Input data containing very large numbers causes overflows in the Birch algorithm, that manifest in different errors depending on the branching factor parameter. If the number of data points is smaller than or equal to the branching factor a ValueError is thrown in AgglomerativeClustering, but if this number exceeds the branching factor an AttributeError is thrown instead.
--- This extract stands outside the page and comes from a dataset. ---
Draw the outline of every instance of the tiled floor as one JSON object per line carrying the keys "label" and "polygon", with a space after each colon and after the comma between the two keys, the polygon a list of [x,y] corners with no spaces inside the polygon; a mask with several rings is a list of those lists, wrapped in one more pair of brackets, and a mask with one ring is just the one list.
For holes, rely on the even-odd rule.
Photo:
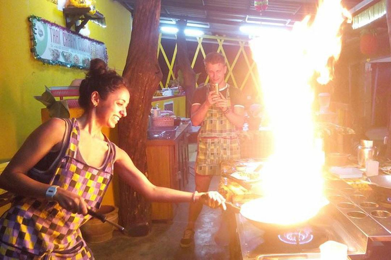
{"label": "tiled floor", "polygon": [[[190,160],[193,161],[197,145],[190,144],[189,148]],[[185,188],[192,192],[194,171],[191,168],[190,170],[191,174]],[[218,181],[217,177],[213,178],[211,190],[217,189]],[[218,209],[204,207],[197,222],[194,245],[188,248],[180,247],[179,241],[186,226],[188,208],[188,204],[181,204],[172,222],[153,222],[152,232],[146,237],[129,237],[115,231],[110,240],[89,245],[97,260],[229,259],[228,246],[219,246],[214,240],[220,220],[221,212]]]}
Since both errors are caused by the input data I would expect to get a ValueError in both cases.

Steps/Code to Reproduce

Running the same code with less data points causes a ValueError, otherwise an AttributeError.
Example:

from sklearn.cluster import Birch

X = [[1.30830774e+307, 6.02217328e+307],
     [1.54166067e+308, 1.75812744e+308],
     [5.57938866e+307, 4.13840113e+307],
     [1.36302835e+308, 1.07968131e+308],
     [1.58772669e+308, 1.19380571e+307],
     [2.20362426e+307, 1.58814671e+308],
     [1.06216028e+308, 1.14258583e+308],
     [7.18031911e+307, 1.69661213e+308],
     [7.91182553e+307, 5.12892426e+307],
     [5.58470885e+307, 9.13566765e+306],
     [1.22366243e+308, 8.29427922e+307]]

clusterer = Birch(branching_factor=10)
clusterer.fit(X)

Expected Results

A ValueError that specifies the range of allowed values like in other clustering algorithms:

ValueError: Input contains NaN, infinity or a value too large for dtype('float64').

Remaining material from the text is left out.